Ce que j’invite à voir est précisément cette instabilité, dont tu parles, dans les images, mais aussi dans la façon de les construire. Quand je travaille un dessin, j’aime l’idée que tout puisse basculer à un moment donné, que la question de l’achèvement ne tienne qu’à très peu. Il peut y avoir un temps de travail relativement long, mais en fin de compte, tout se joue sur ce laps de temps très court où un changement s’opère dans le rythme. Je cherche par ailleurs à échapper à l’idée d’image “unique”, d’image absolue. Je préfère me placer dans l’ambiguïté, dans l’entre-deux ou dans le déséquilibre et j’utilise ces stratégies pour tenter d’y parvenir. Le repentir, la rature, ou l’effacement sont devenus mes moyens de construction. Je fonctionne par une logique de correction et de rattrapage, par des rustines et des patchs posés sur ce qui m’échappe d’une façon ou une autre. J’aime imaginer que tout cela puisse générer une forme de tension entre le regardeur et l’image ; un lien dynamique se met en place entre l’un et l’autre.

4 - Dans ton travail, un dialogue s’installe entre le passé de l’art et les recherches, pratiques de ton temps. Est ce une façon pour toi de questionner notre temps présent à travers le prisme de notre mémoire de l’histoire de l’art ? Et par cela expérimenter de nouvelles formes ?
C’est une logique qui a mis du temps à s’installer dans mon travail, car depuis longtemps, il y a chez moi une forme de gêne à concevoir de nouvelles images et à les assumer. La question du choix y est pour beaucoup ; quelle image mérite d’émerger ? Pourquoi celle-ci et pas une autre ? Qu’apporte t-elle ? Que raconte t-elle qui ne puisse être raconté par une image déjà existante ? De quelle mesure n’est-elle pas anecdotique du moment qu’elle se trouve noyée dans l’ensemble d’images qui nous sont proposées quotidiennement ? Comment peut-elle réussir à rejoindre une forme d’imaginaire collectif, alors qu’elle a déjà du mal à trouver sa propre autonomie ?… Toutes ces problématiques propres au statut de l’image sont au cœur de mes questionnements plastiques. Parler de l’instabilité de l’image propre de nos jours à partir d’un portrait de la famille royale espagnole peint par Velázquez au XVIIe, me permet aussi bien de m’attaquer aux valeurs inhérentes à l’œuvre originale, en tant que chef d’œuvre ou représentation d’une figure d’autorité, que d’apporter une lecture contemporaine sur la problématique de la transmission et de la réception des images numériques au sens large. Par ailleurs, les pratiques actuelles de l’image ont autant d’impact sur l’immédiat et l’éphémère que sur ce qui est installé depuis des siècles. Je pense qu’à partir du moment où l’on est devenu des consommateurs boulimiques de matières visuelles, on ne peut plus regarder les œuvres du passé avec la même intensité.

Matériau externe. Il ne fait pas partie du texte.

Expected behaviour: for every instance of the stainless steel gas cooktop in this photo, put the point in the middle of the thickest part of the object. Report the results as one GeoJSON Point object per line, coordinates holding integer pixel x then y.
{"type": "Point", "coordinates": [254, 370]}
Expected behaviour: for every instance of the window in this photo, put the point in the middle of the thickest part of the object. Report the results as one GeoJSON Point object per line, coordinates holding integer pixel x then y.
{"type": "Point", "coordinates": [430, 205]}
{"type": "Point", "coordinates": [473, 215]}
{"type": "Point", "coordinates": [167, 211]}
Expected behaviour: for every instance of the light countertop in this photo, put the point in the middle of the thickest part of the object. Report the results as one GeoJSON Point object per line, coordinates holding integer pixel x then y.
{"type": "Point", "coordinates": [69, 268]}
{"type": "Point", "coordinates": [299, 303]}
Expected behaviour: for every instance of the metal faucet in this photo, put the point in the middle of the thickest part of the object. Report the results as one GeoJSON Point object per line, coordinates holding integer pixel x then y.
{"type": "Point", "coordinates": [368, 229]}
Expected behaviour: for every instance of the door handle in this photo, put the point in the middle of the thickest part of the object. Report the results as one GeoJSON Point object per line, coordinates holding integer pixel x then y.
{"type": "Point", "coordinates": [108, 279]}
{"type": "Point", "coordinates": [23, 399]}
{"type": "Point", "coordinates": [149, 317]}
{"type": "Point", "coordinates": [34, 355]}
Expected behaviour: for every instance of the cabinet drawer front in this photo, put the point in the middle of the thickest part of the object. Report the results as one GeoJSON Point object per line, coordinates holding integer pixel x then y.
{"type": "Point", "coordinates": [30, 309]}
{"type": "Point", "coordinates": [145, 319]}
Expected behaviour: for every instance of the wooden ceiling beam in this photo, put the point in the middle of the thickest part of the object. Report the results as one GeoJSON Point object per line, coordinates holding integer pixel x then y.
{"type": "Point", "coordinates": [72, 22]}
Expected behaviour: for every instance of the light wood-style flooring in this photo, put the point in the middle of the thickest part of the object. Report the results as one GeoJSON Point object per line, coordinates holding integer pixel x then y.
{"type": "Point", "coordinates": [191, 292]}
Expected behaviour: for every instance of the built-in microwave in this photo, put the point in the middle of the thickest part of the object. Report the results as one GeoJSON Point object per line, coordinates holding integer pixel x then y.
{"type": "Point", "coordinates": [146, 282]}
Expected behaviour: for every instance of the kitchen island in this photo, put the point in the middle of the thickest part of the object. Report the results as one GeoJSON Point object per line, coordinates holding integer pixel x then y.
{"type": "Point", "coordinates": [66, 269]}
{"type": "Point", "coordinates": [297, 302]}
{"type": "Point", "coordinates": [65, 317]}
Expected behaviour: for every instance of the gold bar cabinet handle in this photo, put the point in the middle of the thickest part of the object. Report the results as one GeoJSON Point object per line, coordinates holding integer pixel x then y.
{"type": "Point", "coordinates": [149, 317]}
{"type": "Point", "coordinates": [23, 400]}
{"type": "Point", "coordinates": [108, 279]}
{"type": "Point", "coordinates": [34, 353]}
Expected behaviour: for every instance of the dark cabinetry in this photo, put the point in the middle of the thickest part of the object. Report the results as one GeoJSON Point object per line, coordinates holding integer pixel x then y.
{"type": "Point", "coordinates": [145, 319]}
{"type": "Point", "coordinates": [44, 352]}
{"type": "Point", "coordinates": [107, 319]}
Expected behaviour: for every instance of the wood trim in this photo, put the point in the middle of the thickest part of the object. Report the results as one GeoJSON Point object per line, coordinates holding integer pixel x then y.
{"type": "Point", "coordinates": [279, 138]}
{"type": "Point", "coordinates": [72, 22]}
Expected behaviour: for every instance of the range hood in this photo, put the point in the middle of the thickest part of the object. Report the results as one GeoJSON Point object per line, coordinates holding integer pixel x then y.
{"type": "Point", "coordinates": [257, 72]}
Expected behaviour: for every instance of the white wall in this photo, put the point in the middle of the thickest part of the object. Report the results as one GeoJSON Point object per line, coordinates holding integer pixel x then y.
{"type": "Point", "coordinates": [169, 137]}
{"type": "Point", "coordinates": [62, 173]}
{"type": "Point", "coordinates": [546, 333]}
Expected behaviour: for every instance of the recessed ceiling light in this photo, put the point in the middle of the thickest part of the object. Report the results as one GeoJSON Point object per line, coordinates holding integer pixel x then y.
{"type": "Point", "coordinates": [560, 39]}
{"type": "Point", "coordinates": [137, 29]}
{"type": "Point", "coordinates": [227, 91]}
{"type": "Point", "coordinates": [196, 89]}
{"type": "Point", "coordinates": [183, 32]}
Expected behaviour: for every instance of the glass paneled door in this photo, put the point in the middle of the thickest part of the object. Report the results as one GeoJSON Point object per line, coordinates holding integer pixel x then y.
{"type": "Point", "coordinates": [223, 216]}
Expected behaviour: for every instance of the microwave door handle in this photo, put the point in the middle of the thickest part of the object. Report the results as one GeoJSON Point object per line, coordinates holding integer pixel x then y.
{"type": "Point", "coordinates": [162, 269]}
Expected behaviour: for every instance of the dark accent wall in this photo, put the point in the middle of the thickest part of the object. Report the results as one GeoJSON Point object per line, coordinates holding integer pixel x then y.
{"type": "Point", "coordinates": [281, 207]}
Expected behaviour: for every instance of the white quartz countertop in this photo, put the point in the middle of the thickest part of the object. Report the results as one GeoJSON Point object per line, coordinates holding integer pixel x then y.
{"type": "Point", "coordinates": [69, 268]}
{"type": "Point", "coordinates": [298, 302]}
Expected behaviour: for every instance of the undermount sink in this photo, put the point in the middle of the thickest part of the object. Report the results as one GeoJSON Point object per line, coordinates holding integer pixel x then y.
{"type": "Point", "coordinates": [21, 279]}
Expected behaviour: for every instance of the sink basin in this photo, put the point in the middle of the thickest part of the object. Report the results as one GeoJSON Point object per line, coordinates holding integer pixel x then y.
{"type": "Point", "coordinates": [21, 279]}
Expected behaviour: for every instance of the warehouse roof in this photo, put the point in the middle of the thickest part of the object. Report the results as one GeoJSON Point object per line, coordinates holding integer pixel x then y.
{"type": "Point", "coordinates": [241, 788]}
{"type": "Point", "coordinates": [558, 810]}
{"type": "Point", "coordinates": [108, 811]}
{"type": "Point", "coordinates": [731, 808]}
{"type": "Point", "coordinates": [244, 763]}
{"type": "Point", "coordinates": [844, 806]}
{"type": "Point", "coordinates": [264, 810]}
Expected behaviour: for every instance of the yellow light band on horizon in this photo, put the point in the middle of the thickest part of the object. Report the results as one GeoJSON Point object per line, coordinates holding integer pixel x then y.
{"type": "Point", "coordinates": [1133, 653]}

Concernant la question d’expérimenter de nouvelles formes, il est bien plus compliqué pour moi de m’exprimer sur ce point. En effet, je pense qu’elles émergent indépendamment de mes intentions. J’espère en effet en avoir croisé quelques-unes, mais ce n’est pas une question que je me pose à l’avance. Je préfère partir de problématiques générales, comme la question du « repentir » chez Velázquez ou du portrait chez Ingres et les mettre en contraste avec l’idée d’effacement, d’accumulation ou d’hybridation. Ensuite, si ce sont de véritables nouvelles formes, il me faudra du temps pour les voir venir.